MRI does not expose the patient to radiation, thereby allowing for long-term and serial monitoring. Unfortunately, the USPIO (Sinerem, Guerbert, Roissy, France) used in the ATHEROMA study is currently not approved by the Food and Drug Administration and is considered investigational. Sinerem was originally developed as a contrast agent for the lymphatics and bone marrow (11,12); as a result, high lymphatic uptake is expected. Because the signal loss observed by USPIO is caused by dephasing of diffusing water protons, blooming effects (or signal loss over a larger distance) may be observed. Owing to the proximity of the lymphatics to the arterial wall, the data obtained using the quadrant analysis approach may become biased and/or skewed by lymphatic tissue included in any given quadrant.

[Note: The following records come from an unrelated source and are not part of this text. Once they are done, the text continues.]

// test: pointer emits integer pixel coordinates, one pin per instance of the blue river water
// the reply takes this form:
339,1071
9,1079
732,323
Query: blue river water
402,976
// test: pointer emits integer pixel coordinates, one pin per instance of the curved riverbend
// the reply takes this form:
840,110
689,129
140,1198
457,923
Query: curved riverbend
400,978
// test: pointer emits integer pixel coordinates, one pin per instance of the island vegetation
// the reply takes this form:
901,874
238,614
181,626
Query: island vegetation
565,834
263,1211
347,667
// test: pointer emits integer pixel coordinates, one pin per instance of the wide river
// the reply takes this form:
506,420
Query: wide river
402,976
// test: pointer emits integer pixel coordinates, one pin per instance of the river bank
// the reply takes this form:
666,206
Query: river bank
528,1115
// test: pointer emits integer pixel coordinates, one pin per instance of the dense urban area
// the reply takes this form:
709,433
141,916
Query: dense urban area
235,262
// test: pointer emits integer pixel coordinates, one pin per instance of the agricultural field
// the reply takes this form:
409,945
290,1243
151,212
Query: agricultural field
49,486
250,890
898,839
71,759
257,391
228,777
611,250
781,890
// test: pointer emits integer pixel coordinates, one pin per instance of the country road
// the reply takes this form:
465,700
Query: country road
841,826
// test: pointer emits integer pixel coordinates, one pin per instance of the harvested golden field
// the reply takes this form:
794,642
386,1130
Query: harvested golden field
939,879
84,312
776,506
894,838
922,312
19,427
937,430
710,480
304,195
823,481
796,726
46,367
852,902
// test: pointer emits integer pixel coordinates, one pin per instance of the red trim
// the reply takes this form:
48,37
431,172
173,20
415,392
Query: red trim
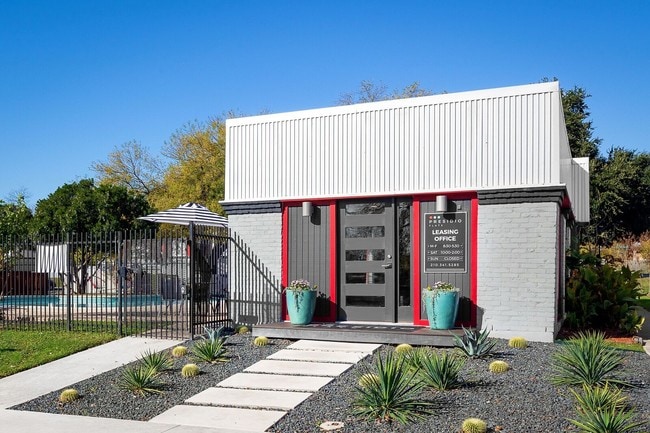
333,256
416,249
415,275
285,258
333,263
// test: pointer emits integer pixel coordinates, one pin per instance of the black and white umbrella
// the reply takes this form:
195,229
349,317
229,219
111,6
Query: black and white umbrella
187,213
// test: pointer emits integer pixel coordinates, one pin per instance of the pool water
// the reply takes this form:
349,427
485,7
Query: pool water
80,301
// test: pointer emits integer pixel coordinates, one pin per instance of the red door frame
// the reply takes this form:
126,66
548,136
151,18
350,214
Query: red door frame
415,246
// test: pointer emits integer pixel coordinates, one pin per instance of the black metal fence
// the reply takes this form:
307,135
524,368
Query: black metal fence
163,283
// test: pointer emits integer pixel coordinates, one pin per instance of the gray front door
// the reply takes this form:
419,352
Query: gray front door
367,257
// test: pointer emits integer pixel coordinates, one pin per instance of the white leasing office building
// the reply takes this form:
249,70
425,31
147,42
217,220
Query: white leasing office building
374,201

A potential clinical concern relates to the general use of iron oxide particles for imaging of atherosclerotic plaques. Studies have shown that macrophages metabolize iron oxides by degrading the iron core, with subsequent release of soluble iron (13). Although most of this iron may be captured and stored as ferritin, there is a potential for the release of soluble iron (a known oxidant) into an inflammatory environment. As a result, the metabolism of iron may lead to the generation of superoxidases, which may further promote the oxidation of low-density lipoprotein cholesterol. Oxidized low-density lipoprotein cholesterol has been implicated in the pathogenesis of atherosclerosis and may lead to plaque destabilization (14). Therefore, studies should be performed to ensure that metabolism of the USPIO does not promote plaque destabilization if this technique is to become routinely used in clinical settings. Imaging of inflammatory changes using USPIO also requires 2 scans: a pre-contrast scan and a post-contrast infusion scan at each imaging time point.

Although the current statin trial using noninvasive carotid USPIO-MRI is interesting and unique, further studies are required to determine the clinical applicability of this methodology for use as an end point in clinical trials. The valuable ATHEROMA study presented by Tang et al. (4) adds further momentum to the importance of using diagnostic molecular imaging in the development of future cardiovascular therapies.

Footnotes

*Editorials published in the Journal of the American College of Cardiology reflect the views of the authors and do not necessarily represent the views of JACC or the American College of Cardiology.